Ей хотелось пробраться на самую середину палубы и лечь на мокрые доски параллельно оси судна, интуитивно она чувствовала, что там её укачивать будет чуть меньше. Но дети сидели там так плотно, что об этом можно было только мечтать.
* * *
Этот ураган зародился где-то в Средиземноморье от разности температур воздушных потоков. Он прошёлся вдоль побережья Сардинии областью сверхнизкого давления, таща за собой массы закручивающихся к центру туч. Через какое-то время тайфун начнёт расползаться, терять силу, и в конце пройдет где-нибудь на Балканах обычным дождиком. Но встретиться с ним в начале его движения нельзя пожелать и врагу.
Не было никаких признаков великого шторма, о которых так любят рассказывать мореходы.
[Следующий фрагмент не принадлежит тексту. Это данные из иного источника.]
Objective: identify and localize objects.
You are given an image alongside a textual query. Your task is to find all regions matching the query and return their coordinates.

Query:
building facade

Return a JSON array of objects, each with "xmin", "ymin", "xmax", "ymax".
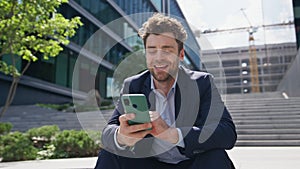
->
[
  {"xmin": 201, "ymin": 43, "xmax": 297, "ymax": 94},
  {"xmin": 0, "ymin": 0, "xmax": 201, "ymax": 104}
]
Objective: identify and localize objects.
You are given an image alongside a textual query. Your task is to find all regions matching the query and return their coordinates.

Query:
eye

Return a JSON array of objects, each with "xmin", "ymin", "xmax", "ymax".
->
[{"xmin": 146, "ymin": 48, "xmax": 157, "ymax": 54}]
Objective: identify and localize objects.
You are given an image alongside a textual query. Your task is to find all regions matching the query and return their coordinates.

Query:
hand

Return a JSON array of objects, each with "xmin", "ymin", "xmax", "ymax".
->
[
  {"xmin": 117, "ymin": 113, "xmax": 152, "ymax": 146},
  {"xmin": 149, "ymin": 111, "xmax": 179, "ymax": 144}
]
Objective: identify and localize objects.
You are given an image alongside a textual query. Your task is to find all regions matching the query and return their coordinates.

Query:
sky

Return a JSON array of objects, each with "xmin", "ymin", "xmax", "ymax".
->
[{"xmin": 177, "ymin": 0, "xmax": 296, "ymax": 50}]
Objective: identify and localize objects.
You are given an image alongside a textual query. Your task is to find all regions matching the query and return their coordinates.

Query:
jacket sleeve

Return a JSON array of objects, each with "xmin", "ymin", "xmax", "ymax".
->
[{"xmin": 179, "ymin": 75, "xmax": 237, "ymax": 157}]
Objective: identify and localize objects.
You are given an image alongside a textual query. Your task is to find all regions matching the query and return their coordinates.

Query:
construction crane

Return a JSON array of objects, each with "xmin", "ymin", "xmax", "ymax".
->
[
  {"xmin": 241, "ymin": 8, "xmax": 260, "ymax": 93},
  {"xmin": 196, "ymin": 8, "xmax": 293, "ymax": 93}
]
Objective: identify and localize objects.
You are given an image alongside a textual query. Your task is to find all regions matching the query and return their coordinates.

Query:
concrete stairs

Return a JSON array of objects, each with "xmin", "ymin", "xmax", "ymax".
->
[
  {"xmin": 0, "ymin": 92, "xmax": 300, "ymax": 146},
  {"xmin": 223, "ymin": 92, "xmax": 300, "ymax": 146}
]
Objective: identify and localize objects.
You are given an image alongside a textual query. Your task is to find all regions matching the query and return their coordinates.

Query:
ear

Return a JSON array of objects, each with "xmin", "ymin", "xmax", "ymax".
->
[{"xmin": 179, "ymin": 48, "xmax": 184, "ymax": 61}]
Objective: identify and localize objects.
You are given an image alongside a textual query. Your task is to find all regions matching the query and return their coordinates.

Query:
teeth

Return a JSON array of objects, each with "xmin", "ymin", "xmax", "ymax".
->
[{"xmin": 155, "ymin": 65, "xmax": 166, "ymax": 68}]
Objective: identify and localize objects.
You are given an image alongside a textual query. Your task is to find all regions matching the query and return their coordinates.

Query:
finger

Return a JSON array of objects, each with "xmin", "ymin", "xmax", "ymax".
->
[
  {"xmin": 149, "ymin": 111, "xmax": 159, "ymax": 121},
  {"xmin": 128, "ymin": 123, "xmax": 152, "ymax": 133},
  {"xmin": 119, "ymin": 113, "xmax": 135, "ymax": 123}
]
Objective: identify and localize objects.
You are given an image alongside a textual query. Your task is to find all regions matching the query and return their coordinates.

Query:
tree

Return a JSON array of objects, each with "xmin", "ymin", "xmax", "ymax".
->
[{"xmin": 0, "ymin": 0, "xmax": 82, "ymax": 118}]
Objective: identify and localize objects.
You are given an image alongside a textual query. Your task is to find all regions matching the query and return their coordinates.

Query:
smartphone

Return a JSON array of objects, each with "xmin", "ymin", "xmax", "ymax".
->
[{"xmin": 121, "ymin": 94, "xmax": 150, "ymax": 125}]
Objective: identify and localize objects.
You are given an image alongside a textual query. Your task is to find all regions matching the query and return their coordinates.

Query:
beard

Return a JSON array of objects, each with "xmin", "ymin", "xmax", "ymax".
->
[{"xmin": 149, "ymin": 63, "xmax": 178, "ymax": 82}]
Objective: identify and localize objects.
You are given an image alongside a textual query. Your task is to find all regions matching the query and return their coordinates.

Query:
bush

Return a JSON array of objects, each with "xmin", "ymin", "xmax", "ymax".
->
[
  {"xmin": 26, "ymin": 125, "xmax": 60, "ymax": 148},
  {"xmin": 53, "ymin": 130, "xmax": 99, "ymax": 158},
  {"xmin": 0, "ymin": 132, "xmax": 38, "ymax": 161},
  {"xmin": 0, "ymin": 123, "xmax": 13, "ymax": 135}
]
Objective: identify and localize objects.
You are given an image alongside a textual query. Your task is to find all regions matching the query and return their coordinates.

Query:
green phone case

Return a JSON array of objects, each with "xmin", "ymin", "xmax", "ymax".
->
[{"xmin": 121, "ymin": 94, "xmax": 150, "ymax": 125}]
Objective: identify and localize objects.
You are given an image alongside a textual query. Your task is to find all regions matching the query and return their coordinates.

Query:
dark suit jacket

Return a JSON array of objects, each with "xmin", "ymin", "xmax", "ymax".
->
[{"xmin": 102, "ymin": 67, "xmax": 237, "ymax": 158}]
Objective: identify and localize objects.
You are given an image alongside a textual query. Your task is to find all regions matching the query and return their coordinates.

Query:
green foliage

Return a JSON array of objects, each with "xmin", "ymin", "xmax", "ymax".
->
[
  {"xmin": 0, "ymin": 132, "xmax": 38, "ymax": 161},
  {"xmin": 0, "ymin": 123, "xmax": 101, "ymax": 161},
  {"xmin": 0, "ymin": 123, "xmax": 13, "ymax": 135},
  {"xmin": 37, "ymin": 144, "xmax": 55, "ymax": 160},
  {"xmin": 0, "ymin": 0, "xmax": 82, "ymax": 75},
  {"xmin": 26, "ymin": 125, "xmax": 60, "ymax": 148},
  {"xmin": 54, "ymin": 130, "xmax": 99, "ymax": 158}
]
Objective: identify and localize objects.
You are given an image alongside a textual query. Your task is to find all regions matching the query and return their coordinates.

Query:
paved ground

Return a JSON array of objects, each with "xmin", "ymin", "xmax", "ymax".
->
[{"xmin": 0, "ymin": 147, "xmax": 300, "ymax": 169}]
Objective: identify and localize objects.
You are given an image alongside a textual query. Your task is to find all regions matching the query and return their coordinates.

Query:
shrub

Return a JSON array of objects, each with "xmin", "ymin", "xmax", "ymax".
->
[
  {"xmin": 0, "ymin": 132, "xmax": 38, "ymax": 161},
  {"xmin": 0, "ymin": 123, "xmax": 13, "ymax": 135},
  {"xmin": 53, "ymin": 130, "xmax": 99, "ymax": 158},
  {"xmin": 26, "ymin": 125, "xmax": 60, "ymax": 148}
]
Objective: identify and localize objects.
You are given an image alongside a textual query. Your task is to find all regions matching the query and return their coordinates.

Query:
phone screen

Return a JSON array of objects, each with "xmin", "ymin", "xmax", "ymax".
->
[{"xmin": 121, "ymin": 94, "xmax": 150, "ymax": 125}]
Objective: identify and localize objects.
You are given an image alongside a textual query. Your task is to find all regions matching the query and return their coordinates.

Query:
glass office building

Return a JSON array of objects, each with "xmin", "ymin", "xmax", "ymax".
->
[{"xmin": 1, "ymin": 0, "xmax": 201, "ymax": 104}]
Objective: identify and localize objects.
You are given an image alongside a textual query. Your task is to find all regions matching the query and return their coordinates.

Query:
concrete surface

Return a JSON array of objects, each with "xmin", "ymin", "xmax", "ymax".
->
[{"xmin": 0, "ymin": 147, "xmax": 300, "ymax": 169}]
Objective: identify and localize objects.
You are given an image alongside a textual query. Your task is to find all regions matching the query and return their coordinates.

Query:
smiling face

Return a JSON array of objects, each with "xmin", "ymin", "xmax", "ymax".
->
[{"xmin": 146, "ymin": 33, "xmax": 184, "ymax": 82}]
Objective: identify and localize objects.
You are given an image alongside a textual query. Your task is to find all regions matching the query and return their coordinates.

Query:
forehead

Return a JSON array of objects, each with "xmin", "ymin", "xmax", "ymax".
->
[{"xmin": 146, "ymin": 32, "xmax": 177, "ymax": 47}]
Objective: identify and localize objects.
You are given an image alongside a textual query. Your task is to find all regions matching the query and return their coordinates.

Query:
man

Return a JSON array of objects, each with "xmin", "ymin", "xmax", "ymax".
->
[{"xmin": 95, "ymin": 14, "xmax": 237, "ymax": 169}]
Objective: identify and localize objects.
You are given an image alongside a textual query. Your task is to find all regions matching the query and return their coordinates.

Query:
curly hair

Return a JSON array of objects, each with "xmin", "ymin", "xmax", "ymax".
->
[{"xmin": 138, "ymin": 13, "xmax": 187, "ymax": 51}]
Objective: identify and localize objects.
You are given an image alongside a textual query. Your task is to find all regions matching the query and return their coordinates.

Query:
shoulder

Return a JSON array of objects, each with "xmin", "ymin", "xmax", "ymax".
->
[{"xmin": 180, "ymin": 67, "xmax": 213, "ymax": 81}]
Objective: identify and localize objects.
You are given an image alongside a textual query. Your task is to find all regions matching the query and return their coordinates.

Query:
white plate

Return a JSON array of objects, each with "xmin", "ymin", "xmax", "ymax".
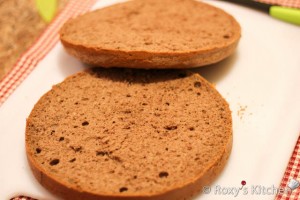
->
[{"xmin": 0, "ymin": 0, "xmax": 300, "ymax": 200}]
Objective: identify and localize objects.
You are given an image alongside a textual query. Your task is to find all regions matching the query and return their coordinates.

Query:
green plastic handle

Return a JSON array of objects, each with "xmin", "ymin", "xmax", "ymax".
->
[
  {"xmin": 270, "ymin": 6, "xmax": 300, "ymax": 26},
  {"xmin": 35, "ymin": 0, "xmax": 57, "ymax": 23}
]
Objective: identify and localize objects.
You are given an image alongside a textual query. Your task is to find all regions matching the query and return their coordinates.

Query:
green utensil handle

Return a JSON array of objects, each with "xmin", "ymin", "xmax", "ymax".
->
[{"xmin": 270, "ymin": 6, "xmax": 300, "ymax": 26}]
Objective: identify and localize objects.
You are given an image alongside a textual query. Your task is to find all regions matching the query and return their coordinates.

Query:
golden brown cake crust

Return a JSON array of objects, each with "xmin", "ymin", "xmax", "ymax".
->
[
  {"xmin": 60, "ymin": 0, "xmax": 241, "ymax": 68},
  {"xmin": 26, "ymin": 69, "xmax": 232, "ymax": 200}
]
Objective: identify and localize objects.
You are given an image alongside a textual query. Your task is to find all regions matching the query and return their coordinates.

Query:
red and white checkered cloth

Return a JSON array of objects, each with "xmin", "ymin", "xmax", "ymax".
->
[{"xmin": 0, "ymin": 0, "xmax": 300, "ymax": 200}]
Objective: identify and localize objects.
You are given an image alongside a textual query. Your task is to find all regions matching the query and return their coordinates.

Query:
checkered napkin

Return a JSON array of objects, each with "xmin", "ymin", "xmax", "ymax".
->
[{"xmin": 0, "ymin": 0, "xmax": 300, "ymax": 200}]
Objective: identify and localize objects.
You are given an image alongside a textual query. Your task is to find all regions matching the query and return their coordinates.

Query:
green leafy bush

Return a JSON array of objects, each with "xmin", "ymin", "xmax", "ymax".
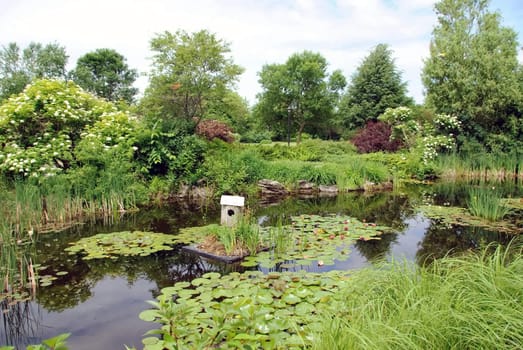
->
[{"xmin": 0, "ymin": 80, "xmax": 116, "ymax": 177}]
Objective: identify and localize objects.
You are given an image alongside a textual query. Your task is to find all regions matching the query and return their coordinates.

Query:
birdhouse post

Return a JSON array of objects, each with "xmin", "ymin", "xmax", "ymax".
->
[{"xmin": 220, "ymin": 196, "xmax": 245, "ymax": 227}]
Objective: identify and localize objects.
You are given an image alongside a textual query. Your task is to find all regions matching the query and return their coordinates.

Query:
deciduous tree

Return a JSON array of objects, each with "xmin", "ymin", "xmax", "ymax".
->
[
  {"xmin": 71, "ymin": 49, "xmax": 138, "ymax": 103},
  {"xmin": 340, "ymin": 44, "xmax": 413, "ymax": 129},
  {"xmin": 422, "ymin": 0, "xmax": 522, "ymax": 141},
  {"xmin": 255, "ymin": 51, "xmax": 344, "ymax": 142},
  {"xmin": 142, "ymin": 30, "xmax": 243, "ymax": 129},
  {"xmin": 0, "ymin": 42, "xmax": 69, "ymax": 102}
]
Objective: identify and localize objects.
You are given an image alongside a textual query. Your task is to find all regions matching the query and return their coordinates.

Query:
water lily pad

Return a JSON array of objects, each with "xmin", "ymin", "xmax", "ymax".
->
[{"xmin": 65, "ymin": 231, "xmax": 177, "ymax": 260}]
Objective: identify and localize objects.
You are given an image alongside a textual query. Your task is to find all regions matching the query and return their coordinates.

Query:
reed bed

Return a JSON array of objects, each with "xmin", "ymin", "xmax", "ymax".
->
[
  {"xmin": 437, "ymin": 152, "xmax": 523, "ymax": 181},
  {"xmin": 314, "ymin": 246, "xmax": 523, "ymax": 349}
]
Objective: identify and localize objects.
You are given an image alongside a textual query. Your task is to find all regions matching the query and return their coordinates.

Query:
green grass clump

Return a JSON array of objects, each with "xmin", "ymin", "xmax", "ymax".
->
[
  {"xmin": 314, "ymin": 243, "xmax": 523, "ymax": 349},
  {"xmin": 467, "ymin": 188, "xmax": 510, "ymax": 221}
]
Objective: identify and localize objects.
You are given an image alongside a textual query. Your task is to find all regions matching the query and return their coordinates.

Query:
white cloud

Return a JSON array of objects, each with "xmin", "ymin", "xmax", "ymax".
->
[{"xmin": 0, "ymin": 0, "xmax": 519, "ymax": 103}]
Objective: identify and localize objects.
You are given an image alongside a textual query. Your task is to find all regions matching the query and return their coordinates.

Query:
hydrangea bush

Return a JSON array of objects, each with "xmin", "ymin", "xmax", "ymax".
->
[
  {"xmin": 379, "ymin": 107, "xmax": 461, "ymax": 165},
  {"xmin": 0, "ymin": 80, "xmax": 134, "ymax": 178}
]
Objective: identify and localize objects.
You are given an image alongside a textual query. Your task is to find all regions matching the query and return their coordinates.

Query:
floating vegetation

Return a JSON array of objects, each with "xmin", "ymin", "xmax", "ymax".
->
[
  {"xmin": 65, "ymin": 231, "xmax": 177, "ymax": 260},
  {"xmin": 418, "ymin": 205, "xmax": 523, "ymax": 233},
  {"xmin": 140, "ymin": 271, "xmax": 350, "ymax": 350},
  {"xmin": 177, "ymin": 215, "xmax": 392, "ymax": 269}
]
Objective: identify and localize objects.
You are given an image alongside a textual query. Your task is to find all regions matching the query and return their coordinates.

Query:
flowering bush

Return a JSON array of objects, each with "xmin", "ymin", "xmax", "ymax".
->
[
  {"xmin": 0, "ymin": 80, "xmax": 137, "ymax": 177},
  {"xmin": 378, "ymin": 107, "xmax": 421, "ymax": 147},
  {"xmin": 352, "ymin": 121, "xmax": 402, "ymax": 153},
  {"xmin": 421, "ymin": 135, "xmax": 456, "ymax": 165}
]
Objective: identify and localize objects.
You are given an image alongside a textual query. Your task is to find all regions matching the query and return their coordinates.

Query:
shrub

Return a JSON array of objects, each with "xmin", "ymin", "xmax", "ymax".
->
[
  {"xmin": 352, "ymin": 121, "xmax": 402, "ymax": 153},
  {"xmin": 196, "ymin": 119, "xmax": 234, "ymax": 143}
]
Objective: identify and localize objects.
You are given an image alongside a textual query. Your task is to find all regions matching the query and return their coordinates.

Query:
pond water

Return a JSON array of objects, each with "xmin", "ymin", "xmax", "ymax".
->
[{"xmin": 0, "ymin": 184, "xmax": 523, "ymax": 350}]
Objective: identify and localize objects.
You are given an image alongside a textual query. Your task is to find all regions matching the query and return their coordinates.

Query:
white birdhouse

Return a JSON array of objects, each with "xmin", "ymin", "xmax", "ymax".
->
[{"xmin": 220, "ymin": 196, "xmax": 245, "ymax": 227}]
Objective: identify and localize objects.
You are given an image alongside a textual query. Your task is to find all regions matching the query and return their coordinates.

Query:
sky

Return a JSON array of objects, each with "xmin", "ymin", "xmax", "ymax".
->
[{"xmin": 0, "ymin": 0, "xmax": 523, "ymax": 105}]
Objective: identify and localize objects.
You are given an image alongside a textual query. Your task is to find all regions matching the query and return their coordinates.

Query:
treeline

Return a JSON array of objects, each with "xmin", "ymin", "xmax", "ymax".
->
[{"xmin": 0, "ymin": 0, "xmax": 523, "ymax": 192}]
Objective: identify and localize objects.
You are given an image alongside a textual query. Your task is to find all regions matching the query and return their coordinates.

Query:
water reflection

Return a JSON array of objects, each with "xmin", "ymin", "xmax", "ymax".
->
[{"xmin": 0, "ymin": 184, "xmax": 522, "ymax": 350}]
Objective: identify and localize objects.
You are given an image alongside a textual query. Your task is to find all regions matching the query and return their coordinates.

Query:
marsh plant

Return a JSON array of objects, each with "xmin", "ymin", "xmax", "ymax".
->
[
  {"xmin": 312, "ymin": 243, "xmax": 523, "ymax": 350},
  {"xmin": 467, "ymin": 187, "xmax": 510, "ymax": 221}
]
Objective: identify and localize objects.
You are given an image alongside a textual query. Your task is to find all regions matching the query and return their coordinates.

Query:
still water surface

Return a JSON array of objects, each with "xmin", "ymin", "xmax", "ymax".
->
[{"xmin": 0, "ymin": 184, "xmax": 521, "ymax": 350}]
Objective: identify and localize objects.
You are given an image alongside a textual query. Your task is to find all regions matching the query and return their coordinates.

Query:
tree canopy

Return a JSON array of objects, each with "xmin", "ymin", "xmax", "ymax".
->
[
  {"xmin": 255, "ymin": 51, "xmax": 345, "ymax": 142},
  {"xmin": 340, "ymin": 44, "xmax": 413, "ymax": 129},
  {"xmin": 142, "ymin": 30, "xmax": 243, "ymax": 124},
  {"xmin": 0, "ymin": 42, "xmax": 69, "ymax": 102},
  {"xmin": 71, "ymin": 49, "xmax": 138, "ymax": 103},
  {"xmin": 422, "ymin": 0, "xmax": 522, "ymax": 141}
]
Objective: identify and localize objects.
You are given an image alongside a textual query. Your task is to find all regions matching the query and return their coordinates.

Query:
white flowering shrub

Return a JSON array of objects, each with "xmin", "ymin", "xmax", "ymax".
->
[
  {"xmin": 0, "ymin": 80, "xmax": 137, "ymax": 177},
  {"xmin": 378, "ymin": 107, "xmax": 421, "ymax": 147},
  {"xmin": 434, "ymin": 114, "xmax": 461, "ymax": 136},
  {"xmin": 421, "ymin": 135, "xmax": 456, "ymax": 165}
]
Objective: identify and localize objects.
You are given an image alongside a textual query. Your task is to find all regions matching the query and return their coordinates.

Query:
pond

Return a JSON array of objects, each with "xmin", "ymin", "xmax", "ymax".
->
[{"xmin": 0, "ymin": 184, "xmax": 523, "ymax": 350}]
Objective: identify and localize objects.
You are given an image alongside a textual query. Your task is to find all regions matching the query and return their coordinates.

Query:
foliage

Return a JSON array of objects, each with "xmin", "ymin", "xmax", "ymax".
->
[
  {"xmin": 0, "ymin": 333, "xmax": 71, "ymax": 350},
  {"xmin": 339, "ymin": 44, "xmax": 412, "ymax": 129},
  {"xmin": 176, "ymin": 215, "xmax": 392, "ymax": 269},
  {"xmin": 467, "ymin": 188, "xmax": 510, "ymax": 221},
  {"xmin": 254, "ymin": 51, "xmax": 345, "ymax": 143},
  {"xmin": 312, "ymin": 243, "xmax": 523, "ymax": 349},
  {"xmin": 140, "ymin": 271, "xmax": 348, "ymax": 349},
  {"xmin": 142, "ymin": 30, "xmax": 243, "ymax": 124},
  {"xmin": 202, "ymin": 140, "xmax": 266, "ymax": 195},
  {"xmin": 351, "ymin": 121, "xmax": 402, "ymax": 153},
  {"xmin": 0, "ymin": 42, "xmax": 69, "ymax": 103},
  {"xmin": 196, "ymin": 119, "xmax": 234, "ymax": 142},
  {"xmin": 70, "ymin": 49, "xmax": 138, "ymax": 103},
  {"xmin": 0, "ymin": 80, "xmax": 128, "ymax": 178},
  {"xmin": 205, "ymin": 90, "xmax": 252, "ymax": 133},
  {"xmin": 378, "ymin": 106, "xmax": 421, "ymax": 148},
  {"xmin": 422, "ymin": 0, "xmax": 523, "ymax": 142},
  {"xmin": 65, "ymin": 231, "xmax": 175, "ymax": 260},
  {"xmin": 418, "ymin": 204, "xmax": 523, "ymax": 233}
]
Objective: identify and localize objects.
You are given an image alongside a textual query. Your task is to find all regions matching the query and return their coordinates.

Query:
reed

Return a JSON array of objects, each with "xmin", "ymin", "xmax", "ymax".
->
[
  {"xmin": 436, "ymin": 151, "xmax": 523, "ymax": 181},
  {"xmin": 467, "ymin": 187, "xmax": 510, "ymax": 221},
  {"xmin": 313, "ymin": 243, "xmax": 523, "ymax": 349}
]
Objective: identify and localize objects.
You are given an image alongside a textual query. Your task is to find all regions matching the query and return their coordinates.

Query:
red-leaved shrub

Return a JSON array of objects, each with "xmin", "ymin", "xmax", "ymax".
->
[
  {"xmin": 196, "ymin": 119, "xmax": 234, "ymax": 143},
  {"xmin": 352, "ymin": 121, "xmax": 402, "ymax": 153}
]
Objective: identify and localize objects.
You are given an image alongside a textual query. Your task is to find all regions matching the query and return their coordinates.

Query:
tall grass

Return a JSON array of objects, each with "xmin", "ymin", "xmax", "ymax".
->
[
  {"xmin": 467, "ymin": 188, "xmax": 510, "ymax": 221},
  {"xmin": 436, "ymin": 152, "xmax": 523, "ymax": 181},
  {"xmin": 314, "ymin": 243, "xmax": 523, "ymax": 349},
  {"xmin": 0, "ymin": 166, "xmax": 145, "ymax": 239}
]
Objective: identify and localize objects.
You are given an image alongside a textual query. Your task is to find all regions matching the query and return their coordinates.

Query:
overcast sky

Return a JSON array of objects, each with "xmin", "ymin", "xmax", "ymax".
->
[{"xmin": 0, "ymin": 0, "xmax": 523, "ymax": 105}]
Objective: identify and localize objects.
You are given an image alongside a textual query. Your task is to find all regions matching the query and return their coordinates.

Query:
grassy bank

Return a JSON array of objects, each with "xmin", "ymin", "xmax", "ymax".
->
[{"xmin": 314, "ymin": 243, "xmax": 523, "ymax": 349}]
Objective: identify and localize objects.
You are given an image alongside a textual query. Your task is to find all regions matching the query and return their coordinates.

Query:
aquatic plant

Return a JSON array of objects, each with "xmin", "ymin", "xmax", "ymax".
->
[
  {"xmin": 417, "ymin": 205, "xmax": 523, "ymax": 233},
  {"xmin": 65, "ymin": 231, "xmax": 176, "ymax": 260},
  {"xmin": 312, "ymin": 243, "xmax": 523, "ymax": 350},
  {"xmin": 467, "ymin": 187, "xmax": 510, "ymax": 221},
  {"xmin": 140, "ymin": 271, "xmax": 350, "ymax": 350},
  {"xmin": 178, "ymin": 215, "xmax": 392, "ymax": 268}
]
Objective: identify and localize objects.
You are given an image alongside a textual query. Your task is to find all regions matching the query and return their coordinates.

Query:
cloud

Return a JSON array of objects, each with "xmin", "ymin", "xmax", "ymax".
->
[{"xmin": 0, "ymin": 0, "xmax": 519, "ymax": 103}]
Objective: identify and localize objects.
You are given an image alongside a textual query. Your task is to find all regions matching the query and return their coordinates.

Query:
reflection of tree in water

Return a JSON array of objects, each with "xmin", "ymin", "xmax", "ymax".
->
[
  {"xmin": 355, "ymin": 232, "xmax": 398, "ymax": 262},
  {"xmin": 416, "ymin": 220, "xmax": 511, "ymax": 265},
  {"xmin": 255, "ymin": 192, "xmax": 414, "ymax": 231}
]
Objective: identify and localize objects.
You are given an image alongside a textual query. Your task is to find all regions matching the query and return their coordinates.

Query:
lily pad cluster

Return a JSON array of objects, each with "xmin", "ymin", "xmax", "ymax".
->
[
  {"xmin": 140, "ymin": 271, "xmax": 350, "ymax": 350},
  {"xmin": 418, "ymin": 205, "xmax": 523, "ymax": 233},
  {"xmin": 242, "ymin": 215, "xmax": 392, "ymax": 269},
  {"xmin": 65, "ymin": 231, "xmax": 177, "ymax": 260},
  {"xmin": 180, "ymin": 215, "xmax": 392, "ymax": 269}
]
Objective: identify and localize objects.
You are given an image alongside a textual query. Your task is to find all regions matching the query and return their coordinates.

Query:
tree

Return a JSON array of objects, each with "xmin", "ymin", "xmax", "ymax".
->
[
  {"xmin": 142, "ymin": 30, "xmax": 243, "ymax": 129},
  {"xmin": 0, "ymin": 42, "xmax": 69, "ymax": 102},
  {"xmin": 71, "ymin": 49, "xmax": 138, "ymax": 103},
  {"xmin": 340, "ymin": 44, "xmax": 413, "ymax": 129},
  {"xmin": 255, "ymin": 51, "xmax": 344, "ymax": 142},
  {"xmin": 422, "ymin": 0, "xmax": 522, "ymax": 141}
]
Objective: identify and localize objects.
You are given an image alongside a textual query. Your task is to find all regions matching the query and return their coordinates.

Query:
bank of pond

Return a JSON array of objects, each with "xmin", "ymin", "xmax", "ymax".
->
[{"xmin": 0, "ymin": 181, "xmax": 523, "ymax": 350}]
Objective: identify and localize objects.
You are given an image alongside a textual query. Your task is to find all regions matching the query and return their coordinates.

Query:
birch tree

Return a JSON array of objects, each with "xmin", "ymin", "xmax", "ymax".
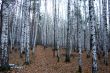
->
[
  {"xmin": 1, "ymin": 0, "xmax": 10, "ymax": 67},
  {"xmin": 89, "ymin": 0, "xmax": 97, "ymax": 73}
]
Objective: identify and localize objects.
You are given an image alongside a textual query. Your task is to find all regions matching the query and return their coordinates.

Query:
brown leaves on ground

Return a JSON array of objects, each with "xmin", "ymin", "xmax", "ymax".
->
[{"xmin": 7, "ymin": 46, "xmax": 110, "ymax": 73}]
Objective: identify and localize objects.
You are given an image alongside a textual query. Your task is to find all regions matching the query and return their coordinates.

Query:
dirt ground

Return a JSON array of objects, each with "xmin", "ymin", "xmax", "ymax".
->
[{"xmin": 0, "ymin": 45, "xmax": 110, "ymax": 73}]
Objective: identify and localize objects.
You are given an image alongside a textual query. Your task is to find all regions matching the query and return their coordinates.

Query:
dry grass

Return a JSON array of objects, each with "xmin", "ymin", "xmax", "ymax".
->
[{"xmin": 3, "ymin": 45, "xmax": 110, "ymax": 73}]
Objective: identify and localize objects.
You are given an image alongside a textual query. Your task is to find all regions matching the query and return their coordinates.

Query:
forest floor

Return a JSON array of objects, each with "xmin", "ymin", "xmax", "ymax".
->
[{"xmin": 0, "ymin": 45, "xmax": 110, "ymax": 73}]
Не было ни черноты туч, ни тьмы, опускающейся на воду. Молнии не прорезали фиолетовыми вспышками черноту неба. Ничего этого не было. Была быстро растущая жёлтая пелена, а затем страшный удар ветра.
Лидер парижских детей, мальчишка Жан-Батист, как раз находился на одном из перегруженных судов. Он тоже видел надвигающуюся желтоватую пелену. Можно только позавидовать людям, которые встречали такой ураган в первый раз: они не знали, что будет дальше.
Какую-то девочку, стоящую у фальшборта, сбило с ног и протащило по палубе, по пути ударяя обо все выступы. Сама палуба внезапно накренилась. В следующую секунду со страшным треском сломалась и рухнула вниз грот-мачта, проломив надстройку и залепив мокрым парусом нос корабля. Оба длинных кормовых весла, заменяющих руль, разлетелись в щепки.
Всё происходило быстро, бесповоротно, безжалостно, без всякой скидки на волю людей. Мощная волна ударила в развёрнутый борт, ломая и унося с собой всё на своем пути.
Никогда раньше Жан-Батист не думал, что вода может так страшно бить. В один миг мальчишка оказался лежащим на палубе, он успел схватиться руками за выступ крышки закрытого трюма, в котором оставались дети, но сейчас он о них не думал, не успевал думать, все его движения были механическими. Слабый земной разум сменился древним, как сама земля, инстинктом выживания.
Корабль был не способен удержать устойчивость при таком сильном крене. Следующая волна довершила начатое. Водяная гора с закручивающейся верхушкой поднялась сбоку, подхватила, гребнем рухнула на разбитую палубу – раздался треск, мир перевернулся. В море полетели сорванные тенты, обломки надстроек, дети.
Несколько следующих мгновений совершенно вылетели из жизни мальчика. Жан-Батист помнил только, что он изо всех сил вцепился в край крышки трюма, стараясь перенести в судорожно сжатые пальцы всю силу своего тела, а затем пальцы вдруг оказались разжатыми, и он уже летел вниз, по пути ударившись грудью обо что-то твердое.
Затем был ещё один удар – об воду. Солёная вода во рту, страх, бульканье и мгновенное исчезновение всех звуков: треска, свиста ветра, чьих-то приглушенных криков. Бездна встретила его тишиной.
В такие секунды трудно отследить последовательность событий. Всё делает тело, сознание молчит. Руки гребли, рвались наверх. Когда он, отплёвываясь, задыхаясь и кашляя, оказался на поверхности, тонущий корабль уже находился где-то далеко. Тёмная волна подхватила мальчишку и понесла с огромной скоростью куда-то в сторону. Затем он опять ничего не видел, потому что оказался в проёме между волнами.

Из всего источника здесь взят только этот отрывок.